Whether or not you hurt their false self, they still hate you. They hate you by default.
This is something Fearless said about narcissistic parents. I've been thinking about the bolded part, because somehow there was something to it that intrigued me, even if I didn't agree with it.

My original reaction to this, was that I don't think hating 'by default' matches the description or behavior of a narcissist, at least in the online articles I've seen. Narcissists's react/overreact when someone does not meet their narcissistic needs, and will often then project their behavior onto them:

http://blog.melaniet...viour-onto-you/

So it's not hard to imagine a very young child quickly entering the 'Devaluing Phase' described in the article, and staying there. Which is similar if not equivalent to 'hate by default'.

But I had a thought this morning about this. Having children is the most life-changing decision/experience/process a person can go through. The old trope is of people getting nervous about getting married, having second thoughts, etc.- well getting married is a piece of cake compared to having kids. Your weekends, your extra spending money, your extra time- all of that used to be yours, and now basically goes to your children. Of course, it's a sacrifice many people willingly and gladly make. I think this post describes it so well:

http://jenniferlawler.com/for-jessica/

Now, the courage and love and selflessness and soul that this mother shows in her writing- the willingness to take on 10 men and Satan himself for her child- does a narcissist have even 1/1,000,000 of that? Ha ha, talk about rhetorical questions...

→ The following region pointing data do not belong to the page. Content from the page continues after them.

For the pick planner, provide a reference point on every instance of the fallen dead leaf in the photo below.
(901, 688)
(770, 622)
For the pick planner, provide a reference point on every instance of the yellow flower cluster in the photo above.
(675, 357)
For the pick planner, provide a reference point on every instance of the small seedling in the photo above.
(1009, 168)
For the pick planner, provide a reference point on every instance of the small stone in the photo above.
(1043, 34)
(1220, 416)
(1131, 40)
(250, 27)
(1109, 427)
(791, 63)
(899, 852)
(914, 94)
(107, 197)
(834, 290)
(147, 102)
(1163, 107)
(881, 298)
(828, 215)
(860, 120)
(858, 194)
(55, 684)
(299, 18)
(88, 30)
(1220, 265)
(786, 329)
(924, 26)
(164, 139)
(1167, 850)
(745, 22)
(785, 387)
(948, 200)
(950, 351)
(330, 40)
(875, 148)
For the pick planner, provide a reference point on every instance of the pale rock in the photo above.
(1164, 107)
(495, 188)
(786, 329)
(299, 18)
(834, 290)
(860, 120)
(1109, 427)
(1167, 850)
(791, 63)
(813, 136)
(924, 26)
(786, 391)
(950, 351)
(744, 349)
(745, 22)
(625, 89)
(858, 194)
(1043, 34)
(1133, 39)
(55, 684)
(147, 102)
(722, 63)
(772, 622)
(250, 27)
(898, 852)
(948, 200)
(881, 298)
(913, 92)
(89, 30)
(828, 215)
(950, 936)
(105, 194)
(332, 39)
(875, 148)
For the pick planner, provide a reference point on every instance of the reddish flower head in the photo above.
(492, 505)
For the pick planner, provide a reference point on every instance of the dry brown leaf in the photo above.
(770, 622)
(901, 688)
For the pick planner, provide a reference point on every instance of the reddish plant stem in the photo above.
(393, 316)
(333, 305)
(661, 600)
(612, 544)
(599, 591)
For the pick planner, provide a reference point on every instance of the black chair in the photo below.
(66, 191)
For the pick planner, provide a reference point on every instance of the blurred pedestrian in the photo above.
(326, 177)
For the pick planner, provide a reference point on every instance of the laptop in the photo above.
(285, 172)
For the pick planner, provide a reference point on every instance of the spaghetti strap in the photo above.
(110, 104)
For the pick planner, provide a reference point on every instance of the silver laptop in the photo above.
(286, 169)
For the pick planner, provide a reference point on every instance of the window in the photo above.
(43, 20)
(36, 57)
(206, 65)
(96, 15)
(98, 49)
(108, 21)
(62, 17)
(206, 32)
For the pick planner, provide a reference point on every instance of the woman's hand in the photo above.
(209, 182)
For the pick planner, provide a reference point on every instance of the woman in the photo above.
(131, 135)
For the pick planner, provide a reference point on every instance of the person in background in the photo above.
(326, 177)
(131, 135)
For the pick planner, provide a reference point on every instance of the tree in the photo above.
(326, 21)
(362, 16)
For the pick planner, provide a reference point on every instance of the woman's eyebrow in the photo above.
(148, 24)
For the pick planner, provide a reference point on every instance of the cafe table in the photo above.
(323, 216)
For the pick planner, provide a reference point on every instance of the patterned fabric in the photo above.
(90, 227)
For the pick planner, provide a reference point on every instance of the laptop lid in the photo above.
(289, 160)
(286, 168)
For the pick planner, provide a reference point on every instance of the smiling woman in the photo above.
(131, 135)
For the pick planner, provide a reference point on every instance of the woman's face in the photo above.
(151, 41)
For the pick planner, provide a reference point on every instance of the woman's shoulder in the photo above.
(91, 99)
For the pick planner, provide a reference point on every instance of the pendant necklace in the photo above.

I think it's almost guaranteed than a narcissist, who is totally self-consumed and cares only about themselves, will resent and end up hating their child from a very early age. Too much time, too much work, too much crying, too much attention required on ANOTHER human being OTHER THAN themselves. If the narcissistic parent did not know this before they had you, they will realize it pretty quickly, and will hate your existence (unless you are a 'golden chid', in which they use your existence as a tool to hate your siblings.) Which actually ends up being the same thing as hate by default.

The end result is yes, a narcissist parent can/will end up resenting/hating their child by default. I mean it's basically inherent in the situation- a needy self-absorbed cowardly narcissist, and a 'needy' child. The child doesn't stand a chance. The best they can hope for is to walk on eggshells and hope for temporary safety and peace.